The tournament features a 17 matchday season – 118 total games – played out by professional soccer players representing their respective clubs on FIFA 20. All games will be broadcast on Univision’s TUDN – a dedicated sports channel the network launched in 2012.
“We’ve been wanting to do something with Liga MX in esports for some time, but did not have a clear path,” Liceaga said. “We had a couple of very fun games over the weekend, with players going back-and-forth scoring goals. Still, there are things we are learning and trying to improve.”
Letting Liga MX players concentrate more on matches rather than interaction with play-by-play announcers during telecasts is one major takeaway from the opening weekend, Liceaga said. TV ratings for the esports shows spanning one hour on Univision have not been released as of April 13, according to the network. The eLiga MX esports season is set to conclude in June.
“The product is in good shape,” Liceaga said. “This is something that if it continues to go the way we think it will go, even when things go back to normal, we will look at ways to expand it.”
eLiga MX is not Univision’s first taste of esports. The network aired the EA Sports Madden Bowl in 2017 on linear television. However, this is the first time Univision has complete control of the production of an esports event – which the network has used to take Liga MX fans into players’ homes.
Marketers have also expressed early interest in the esports league, Liceaga said. Univision’s sales team is in conversations with a handful of brands interested in advertising around the competition.
“We’re hopeful one or more will come on board with the product,” Liceaga said, adding that prospective brands are a mix of existing partners and new entrants interested in the initiative.
“They see a perfect tie into the LigaMX property and the brand,” he said.
When Univision is not airing Liga MX esports competitions on FIFA 20, it’s filling other programming blocks with archived content in the form of classic matches from the UEFA Champions League, Mexican, and U.S. national team games, and MLS. The latter announced its own esports initiative with Fox on April 13.

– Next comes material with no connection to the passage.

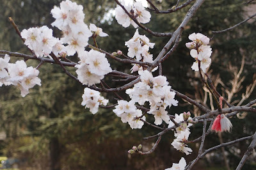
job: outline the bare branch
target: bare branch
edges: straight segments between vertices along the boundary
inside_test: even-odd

Several match replays have been condensed by Univision to 60 minutes. The network also has added new commentary to make games feel more current. Classic matches over the course of MLS’ 25-year history will air on the network this week.
Univision continues to air its sports studio shows such as “Contacto Deportivo” and “Linea de Cuatro” on TUDN with a focus on current events in the sports world, particularly related to the coronavirus pandemic.
“Even though there are no live games, discussions are happening about the state of leagues or clubs,” Liceaga said. “So we are providing the latest information to the consumer. Games are not taking place, but there is still plenty of information around.”